Le Carnet

Marel et Blanque, nos deux travailleurs gascons de la vigne.

Quand innovation et tradition se rencontrent au Château Pape Clément.

Le Château Pape Clément – Grand Cru Classé de Graves dont les premières vendanges ont eu lieu en 1252 sous le règne de Louis IX, a connu la traction bovine par le passé. En effet, autrefois les vignes étaient travaillées avec des bœufs tandis que les chevaux étaient davantage utilisés au moment des vendanges.
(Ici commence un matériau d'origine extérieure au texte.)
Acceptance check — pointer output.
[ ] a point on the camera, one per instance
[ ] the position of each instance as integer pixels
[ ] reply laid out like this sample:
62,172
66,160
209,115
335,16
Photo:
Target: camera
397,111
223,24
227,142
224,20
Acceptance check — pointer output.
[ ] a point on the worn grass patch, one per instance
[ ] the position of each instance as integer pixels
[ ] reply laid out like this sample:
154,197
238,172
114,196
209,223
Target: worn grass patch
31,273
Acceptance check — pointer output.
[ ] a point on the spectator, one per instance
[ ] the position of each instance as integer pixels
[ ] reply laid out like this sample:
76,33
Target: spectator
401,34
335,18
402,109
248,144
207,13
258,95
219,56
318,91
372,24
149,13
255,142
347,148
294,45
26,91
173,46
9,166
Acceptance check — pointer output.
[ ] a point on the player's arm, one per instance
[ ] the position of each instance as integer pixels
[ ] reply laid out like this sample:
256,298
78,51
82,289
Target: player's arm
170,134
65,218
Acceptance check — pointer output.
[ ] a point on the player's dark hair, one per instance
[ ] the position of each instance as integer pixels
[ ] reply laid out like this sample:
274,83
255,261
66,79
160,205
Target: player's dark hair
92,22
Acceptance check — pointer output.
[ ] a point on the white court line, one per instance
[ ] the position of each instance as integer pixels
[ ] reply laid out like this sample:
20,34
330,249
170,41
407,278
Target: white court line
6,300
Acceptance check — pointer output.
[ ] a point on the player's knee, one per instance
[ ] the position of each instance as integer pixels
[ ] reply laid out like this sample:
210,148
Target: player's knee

Aujourd’hui, le domaine déjà habitué à voir des chevaux de trait travailler dans ses vignes, se veut précurseur du retour de la traction bovine. La renaissance de la traction animale a débuté il y a maintenant quelques années avec l’arrivée de Jamaïque, une jument auxoise. Puis en 2012, j’ai voulu accélérer les choses et j’ai fait appel à la traction équine pour travailler un peu plus de 15 hectares du domaine : les chevaux ont remplacé les tracteurs qui ne parvenaient pas à atteindre certaines parcelles.

La satisfaction que nous a apporté la traction équine m’a décidé à remettre la traction bovine dans la vigne, dans un souci de travail et d’investissement qualitatif à long terme et ainsi contribuer à la pérennisation de certains aspects culturels du travail de la vigne. C’est pourquoi, le Château a accueilli le retour de Marel et Blanc, deux jeunes bœufs gascons de 5 ans pesant près de 400 kg. Ces deux frères jumeaux nés en Ariège à Labastide de Serou ont été choisis à l’âge de 2 ans, en fonction de critères draconiens, pour devenir des bœufs de trait spécialisés dans la vigne. Ils sont à la fois robustes mais agiles, calmes mais vaillants, vigoureux mais dociles.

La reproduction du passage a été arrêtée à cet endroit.